Hotel room at 3 am. She's 42. Stockings and heels. All because I opened with a joke about cougar hunting. We'll high-five later.
We got so high yesterday we tried watching soccer
you should have heard her the other night. no sentence related to one preceding it. it was like she was in etch a sketch and when she moved she forgot everythin
I did the mature thing and subtweeted that bitch. She follows me so she'll see.
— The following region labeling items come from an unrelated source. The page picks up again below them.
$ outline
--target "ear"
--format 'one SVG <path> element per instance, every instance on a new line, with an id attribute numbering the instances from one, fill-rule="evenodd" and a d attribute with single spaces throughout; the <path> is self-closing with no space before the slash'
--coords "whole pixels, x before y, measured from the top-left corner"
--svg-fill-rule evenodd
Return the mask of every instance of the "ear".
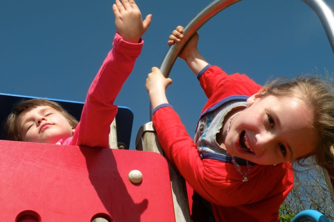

There is a pile of hair outside the apartment next door. At least now I know what all that shouting was about last night.
I feel like when purchasing hard liquor on a Monday I also need to buy a happy 21st bday card to not seem so pathetic
I don't remember... but I heard a cop threatened to pepper spay my dick
Dude a gay guy just Sparta kicked this Samoan guy for calling him a flamer you need to get down here the free kamakazee shots haven't even started yet
You know what I realized today? That my biggest regret of freshman year was ditching you and that foam party to have a one night stand with a skinny jean wearing vocal major.
I am concerned for your priorities but also really flattered. Flattery wins
also, sleeping with your chipotle guy sounds like a good idea until you want chipotle on your day off and have to look somewhat presentable to acquire said chipotle.
i woke up in a bed of pop tarts
And when were you going to tell me to stop dancing on his coffee table singing "come on irene?"
I discovered moonshine and fell in love.
Question: how does one descretely ask the ice cream truck driver thats out at 10:00pm if he sells weed?
She made me watch three musicals and then told me she was too tired for me to stay over. I think I'm being punished but I have no clue what I did.